Drugfree Sport NZ said junior athletes were becoming vulnerable to taking banned substances.
It said it was a trend that had been identified in South Africa and the United Kingdom.
The organisation has been running education programmes for young players but now intends to carry out urine tests at the under 19 level.
Chief executive Graeme Steel said he hoped the overseas trend of young players being heavily implicated in doping would not take hold in New Zealand.
"There are more and more rewards for being successful in sport and athletes respond to that. This is a body beautiful culture which some young people who also happen to be sports people buy into.
"They may or may not be trying to improve their performance specifically but it all seems to tie together. What we're very keen to ensure is that the culture here in New Zealand simply won't support young athletes doing that."
Drugfree Sport NZ, a government entity with responsibility to implement and apply the World Anti-Doping Code in New Zealand, said professional teams were hearing the anti-doping message loud and clear, and that was why the same point needed to be made to the juniors.
"The suspicion we have is that because we have a strong presence at the highest level of the game the amount of doping there is likely to be very little.
But it's at the level below that where young athletes are trying to make their mark or conceivably the players believe that testing won't occur," said Mr Steel.
Drugfree Sport NZ was planning to talk with colleges and teams and would not impose a testing regime out of the blue. But Graeme Steel confirmed those younger players would be targeted.
"That would be on First 15 players, probably initially amongst the top schools. And so most of those player would be 17 or 18 years old at least. There might be one or two younger ones but most of them would be of that sort of age."
Mr Steel said his agency would be breaking new ground by checking younger athletes for banned drugs.
"These player are bound through rules under the Rugby Union, so we have the authority to step in and test and force the testing if we want to go down that path.
"But the better path of course is to get buy-in from the schools and from the system as a whole so that we're all working together to achieve a result rather than us just imposing it on them."
New Zealand Rugby was working with Drugfree Sport NZ to implement the testing but the sport's governing body said there was no big drug problem among young players in the code.
NZ Rugby's Manager of player services and integrity Chris Lendrum said it was a sensible step to look at any area where there could be risk.
"We are not immune from the risks in this area, just like any other sport. We have had isolated incidents in the past and you are talking about individuals making decisions for themselves - undoubtedly someone somewhere will make a bad one at some point but we've got no evidence at this point in time of any systematic mis-use."
Local case
In June this year a young rugby player from Canterbury was banned from all sport for two years for possession of a performance enhancing drug.
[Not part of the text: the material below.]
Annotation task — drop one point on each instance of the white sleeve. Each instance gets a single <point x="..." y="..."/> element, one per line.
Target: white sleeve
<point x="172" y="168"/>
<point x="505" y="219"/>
Finn Hart-Strawbridge pleaded guilty to possessing the prohibited substance GHRP-6, a human growth hormone precursor.
He claimed to have bought the vial online in order to have a joke with his friends.
But Drugfree Sport NZ said regardless of whether or not he intended to use the substance, the fact that he bought a prohibited drug online was at best extremely naive.
The teenager was handed a two-year-ban from the Rugby Union's Judicial Committee.
How a test is carried out
In a rugby or football game, two players from each team are likely to be tested.
It involves the collection of blood and urine samples to determine whether athletes are clean.
Samples are sent to a laboratory in Sydney to be analysed.
Drugfree Sport NZ has a staff of 11 full-time and part-time employees plus independent contractors who work in the field collecting samples and/or educating athletes.